Wurschtgeschichte

rehwald 1917klein

Von Gerhard Schneider-Rose, Bebra-Breitenbach. Gerhard Schneider-Rose ist Vorstandsmitglied im Förderverein von Anfang an mit wechselnden Aufgaben. Sein besonderes Interesse liegt in der Erforschung der Kulturgeschichte der Ahlen Wurscht.

Warum gibt außer der nordhessischen Ahlen Wurscht und der „Eichsfelder“ im benachbarten Thüringer keine Rohwurst aus Schweinefleisch in Deutschland, die von so guter Qualität ist, dass sie bei entsprechender Pflege auch nach einer einjährigen Reifung und Lagerung noch ganz ausgezeichnet schmeckt?
Die Gründe lassen sich in den natürlichen Rahmenbedingungen und in der Geschichte der Region Nordhessen finden.
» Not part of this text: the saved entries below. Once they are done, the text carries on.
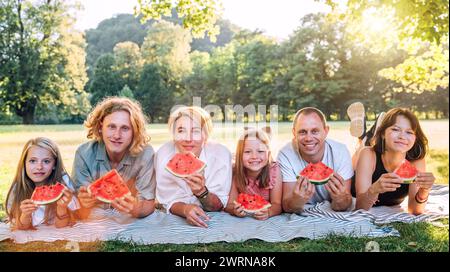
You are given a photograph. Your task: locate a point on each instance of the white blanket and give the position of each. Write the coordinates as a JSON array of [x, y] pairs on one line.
[[316, 222]]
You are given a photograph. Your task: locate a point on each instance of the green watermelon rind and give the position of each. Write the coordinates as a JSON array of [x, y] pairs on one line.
[[320, 182], [409, 180], [37, 202], [186, 175]]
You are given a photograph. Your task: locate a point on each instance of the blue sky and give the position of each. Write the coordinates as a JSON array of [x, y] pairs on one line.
[[277, 18]]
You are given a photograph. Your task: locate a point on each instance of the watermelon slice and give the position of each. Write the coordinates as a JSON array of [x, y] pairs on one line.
[[252, 203], [317, 173], [47, 194], [109, 187], [185, 164], [407, 172]]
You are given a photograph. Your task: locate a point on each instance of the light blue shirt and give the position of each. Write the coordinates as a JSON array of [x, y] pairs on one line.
[[91, 162], [336, 156]]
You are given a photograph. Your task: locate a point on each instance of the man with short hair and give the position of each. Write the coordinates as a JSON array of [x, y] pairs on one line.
[[310, 145]]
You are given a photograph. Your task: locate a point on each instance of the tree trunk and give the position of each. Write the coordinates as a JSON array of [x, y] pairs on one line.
[[28, 118]]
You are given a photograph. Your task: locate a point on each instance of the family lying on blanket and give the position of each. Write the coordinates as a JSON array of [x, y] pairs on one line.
[[119, 141]]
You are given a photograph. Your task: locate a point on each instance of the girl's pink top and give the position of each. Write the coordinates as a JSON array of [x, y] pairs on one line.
[[253, 184]]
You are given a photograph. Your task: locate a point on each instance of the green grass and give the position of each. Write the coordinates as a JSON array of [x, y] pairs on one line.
[[420, 236]]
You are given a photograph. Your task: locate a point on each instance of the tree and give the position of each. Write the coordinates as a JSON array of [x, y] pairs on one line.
[[421, 30], [126, 92], [109, 32], [199, 16], [33, 62], [425, 20], [128, 63], [154, 93]]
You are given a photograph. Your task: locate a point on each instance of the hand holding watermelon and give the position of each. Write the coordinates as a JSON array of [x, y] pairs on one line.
[[27, 207], [196, 182], [262, 214], [388, 182], [336, 187], [238, 210], [126, 204], [303, 190], [425, 180]]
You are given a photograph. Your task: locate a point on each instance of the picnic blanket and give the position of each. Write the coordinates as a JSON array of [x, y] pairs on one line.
[[316, 222]]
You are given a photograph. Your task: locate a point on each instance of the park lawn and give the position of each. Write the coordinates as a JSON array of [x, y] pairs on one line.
[[415, 237]]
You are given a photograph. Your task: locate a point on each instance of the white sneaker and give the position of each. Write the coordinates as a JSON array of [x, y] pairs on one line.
[[379, 121], [356, 114]]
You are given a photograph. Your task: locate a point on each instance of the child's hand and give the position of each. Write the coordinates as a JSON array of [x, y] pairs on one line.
[[261, 215], [27, 207], [238, 210], [86, 199], [65, 199], [196, 182]]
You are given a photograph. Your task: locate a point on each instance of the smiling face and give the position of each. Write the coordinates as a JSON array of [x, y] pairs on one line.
[[400, 137], [117, 133], [309, 135], [39, 164], [255, 155], [188, 135]]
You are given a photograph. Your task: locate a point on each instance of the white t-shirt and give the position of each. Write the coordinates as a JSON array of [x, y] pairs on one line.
[[39, 214], [336, 156], [37, 217], [171, 189]]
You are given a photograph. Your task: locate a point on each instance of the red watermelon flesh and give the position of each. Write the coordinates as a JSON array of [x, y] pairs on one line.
[[185, 164], [47, 194], [407, 172], [252, 203], [109, 187], [317, 173]]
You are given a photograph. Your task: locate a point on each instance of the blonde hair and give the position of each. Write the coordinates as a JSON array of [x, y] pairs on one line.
[[239, 170], [308, 111], [22, 186], [192, 112], [113, 104], [420, 147]]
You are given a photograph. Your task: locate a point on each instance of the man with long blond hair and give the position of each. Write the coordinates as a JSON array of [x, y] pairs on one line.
[[119, 141], [311, 145]]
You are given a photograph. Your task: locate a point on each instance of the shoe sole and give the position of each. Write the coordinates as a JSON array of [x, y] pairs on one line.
[[356, 114]]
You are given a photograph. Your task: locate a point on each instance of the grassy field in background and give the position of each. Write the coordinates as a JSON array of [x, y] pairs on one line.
[[414, 237]]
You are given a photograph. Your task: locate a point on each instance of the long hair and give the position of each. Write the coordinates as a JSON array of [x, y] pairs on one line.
[[239, 170], [194, 113], [420, 147], [113, 104], [22, 186]]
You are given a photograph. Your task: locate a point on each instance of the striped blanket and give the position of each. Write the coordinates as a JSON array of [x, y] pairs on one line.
[[316, 222]]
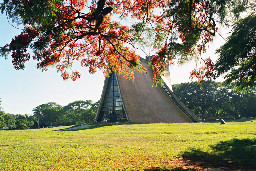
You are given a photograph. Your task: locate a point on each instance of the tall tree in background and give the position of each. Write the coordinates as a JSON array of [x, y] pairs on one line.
[[213, 100], [97, 33], [78, 112], [47, 114]]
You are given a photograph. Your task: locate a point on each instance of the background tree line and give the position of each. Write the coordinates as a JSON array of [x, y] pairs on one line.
[[213, 100], [51, 114]]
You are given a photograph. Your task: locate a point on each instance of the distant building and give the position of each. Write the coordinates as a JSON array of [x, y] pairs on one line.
[[139, 102]]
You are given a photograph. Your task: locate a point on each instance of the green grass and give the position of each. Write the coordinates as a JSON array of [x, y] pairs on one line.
[[131, 147]]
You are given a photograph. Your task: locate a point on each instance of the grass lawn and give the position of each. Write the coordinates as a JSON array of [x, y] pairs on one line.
[[131, 147]]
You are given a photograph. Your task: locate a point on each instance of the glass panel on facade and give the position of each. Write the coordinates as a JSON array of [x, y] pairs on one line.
[[112, 108]]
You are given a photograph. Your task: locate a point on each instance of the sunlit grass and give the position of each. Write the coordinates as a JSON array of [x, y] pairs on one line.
[[124, 147]]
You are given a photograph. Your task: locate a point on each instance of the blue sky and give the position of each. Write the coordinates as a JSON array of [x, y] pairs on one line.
[[23, 90]]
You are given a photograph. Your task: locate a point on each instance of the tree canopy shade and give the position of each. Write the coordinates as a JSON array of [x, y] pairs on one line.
[[97, 34]]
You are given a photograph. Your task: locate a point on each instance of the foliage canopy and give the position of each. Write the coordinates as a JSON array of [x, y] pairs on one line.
[[102, 34]]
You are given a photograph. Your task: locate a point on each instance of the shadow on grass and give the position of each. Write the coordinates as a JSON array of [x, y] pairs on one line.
[[92, 126], [233, 154]]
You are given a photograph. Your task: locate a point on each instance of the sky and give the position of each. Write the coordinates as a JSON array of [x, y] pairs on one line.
[[23, 90]]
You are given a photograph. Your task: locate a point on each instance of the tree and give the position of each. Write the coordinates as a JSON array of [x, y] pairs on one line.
[[23, 122], [2, 120], [214, 100], [78, 112], [95, 32], [47, 114]]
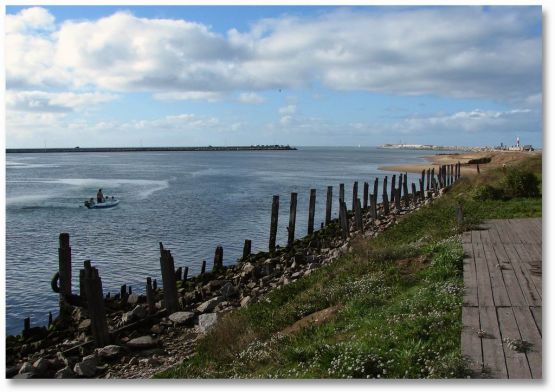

Klimatische Voraussetzungen
Die nordhessische Landschaft besteht im wesentlichen aus einer durchschnittlich 250 m hoch gelegenen Hochfläche, die von vielen Bergrücken und einzelnen Bergkuppen mit Höhen bis 750 m überragt wird. Die mittlere Temperatur beträgt 8 – 9 Grad Celsius, die mittleren Regenmengen bewegen sich zwischen 580 und 750 cm pro Jahr. Zahlreiche Wälder und viele kleine Bachläufe sorgen für eine ausgeglichen hohe Luftfeuchtigkeit. Das Klima ist in durch Spät- und Frühfröste und in den Niederungen durch häufige Nebel geprägt.
Ahle Wurscht benötigt zur langsamen Reifung eine gleitende Luftfeuchtigkeit von 95 – 85 % und Temperaturen von 12 – 18 Grad. In Nordhessen und im benachbarten Thüringen bestehen dafür im Winterhalbjahr die optimalen klimatischen Voraussetzungen. Die traditionellen Lehmfachwerkhäusern mit ihren feuchtigkeitsregulierenden Wänden unterstützen dies durch ein hervorragendes Mikroklima für die Wurstreifung.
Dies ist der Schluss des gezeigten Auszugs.